De pequeños nos gusta imaginar cómo será ese tiempo que llamamos futuro, sin saber siquiera que es el instante siguiente, la próxima hora, el día de mañana. Lo imaginamos lejano y promisorio, lleno de avances tecnológicos, y capaz de hacer realidad nuestras fantasías más insólitas. Dada la situación actual, es fácil pensar que dentro de cien años habrá más y mejores máquinas que simplifiquen algunas tareas, que acorten distancias, que aceleren procesos. Sin embargo, una pregunta que siempre ha rondado a los escritores de ciencia ficción es qué es aquello que no cambia dentro de nosotros, lo único —si es que lo hay— que nos hace ser humanos y nos distingue de los androides o de otras criaturas que alcancen un nivel de comportamiento similar o superior al nuestro.

En Los viajes de Gulliver, Jonathan Swift, a manera de utopía, crea el país de los Houyhnhnms, caballos que siguen un estilo de vida sabio, vegetariano, racional y justo, y que gobiernan a los Yahoo, una especie de hombres con vicios como la avaricia, la violencia, el egoísmo y la mentira. En esta fábula, Swift plantea si existe algo como la naturaleza humana, y si ésta puede implicar la racionalidad, respondiendo en una carta a Alexander Pope que más que animale rationale somos rationis capax, es decir, que podemos tomar decisiones basadas en la razón, aunque no siempre lo hagamos.

Para Isaac Asimov, en El hombre bicentenario, no era esta facultad o la acumulación de conocimiento y cifras lo que definía a un humano, quien podía en ese sentido ser semejante a un robot, sino su deseo de sentir, de expresarse, de vivir. Ray Bradbury en Farenheit 451 realza esta capacidad de soñar como una característica humana. Mantener encendida la luz, “llenar los ojos de asombro” ante lo que sucede en el mundo y no limitarse a acatar lo establecido

Philip K. Dick, en su novela Sueñan los androides con ovejas eléctricas, que inspirara la película Blade Runner, describe un escenario donde la guerra nuclear ha llevado a la extinción a casi todas las especies animales. Los supervivientes no son un símbolo de riqueza, sino que simbolizan que quien cuida de ellos está dotado de empatía. En el ejercicio de distinguir a un androide de un humano los sospechosos son sometidos a una prueba que consiste, entre otras cosas, en mostrar respuestas emocionales en relación con el gozo, el sufrimiento y la presencia de los animales.
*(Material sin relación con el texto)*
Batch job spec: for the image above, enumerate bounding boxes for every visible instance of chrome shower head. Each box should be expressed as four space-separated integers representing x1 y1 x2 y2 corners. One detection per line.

En El planeta de los simios, Pierre Boulle destaca una visión pesimista del género humano, y se deja ver lo que hoy sería un claro ejemplo de especismo: la discriminación en función de la especie, invertida en este caso a favor de los simios, quienes someten a lo humanos por considerarlos salvajes, inferiores, autodestructivos y peligrosos para la supervivencia en general. En esas circunstancias, ¿qué es entonces lo que nos separa de otras formas de vida, sean naturales o artificiales? ¿Cuál es la característica exclusivamente humana que no está presente en otras especies y a la que hemos otorgado tanto valor, en ocasiones arbitrariamente?

Plantearse cómo será la vida dentro de cien años nos lleva a descubrir cómo imaginaron el futuro algunos escritores, cómo lo hemos imaginado nosotros mismos, y lo relevante ahora no es responder cómo será el escenario, sino cómo serán los actores.

Seremos capaces de almacenar cada vez más datos, acceder a más lugares, ampliar el conocimiento y el manejo de la información, viajar más rápido, envejecer más lento. Sin embargo, si no conservamos la capacidad de asombro, de soñar, de perseguir un anhelo, seremos máquinas precisas pero poco empáticas. Lo relevante, creo yo, no es descubrir lo que nos hace únicos, sino lo que tenemos en común con el resto, ponernos en su lugar y desde ahí elegir qué clase de futuro comenzaremos a escribir para los siguientes cien años. Los centenarios no son sólo para conmemorarse, sino para proyectar cómo queremos vivir: podemos dejar paisajes apocalípticos o conservar los pocos paraísos que quedan aún.

La escritura ayuda a visionar y replantear aquello que no queremos perpetuar, inspirándonos a construir lo que está en nuestras manos.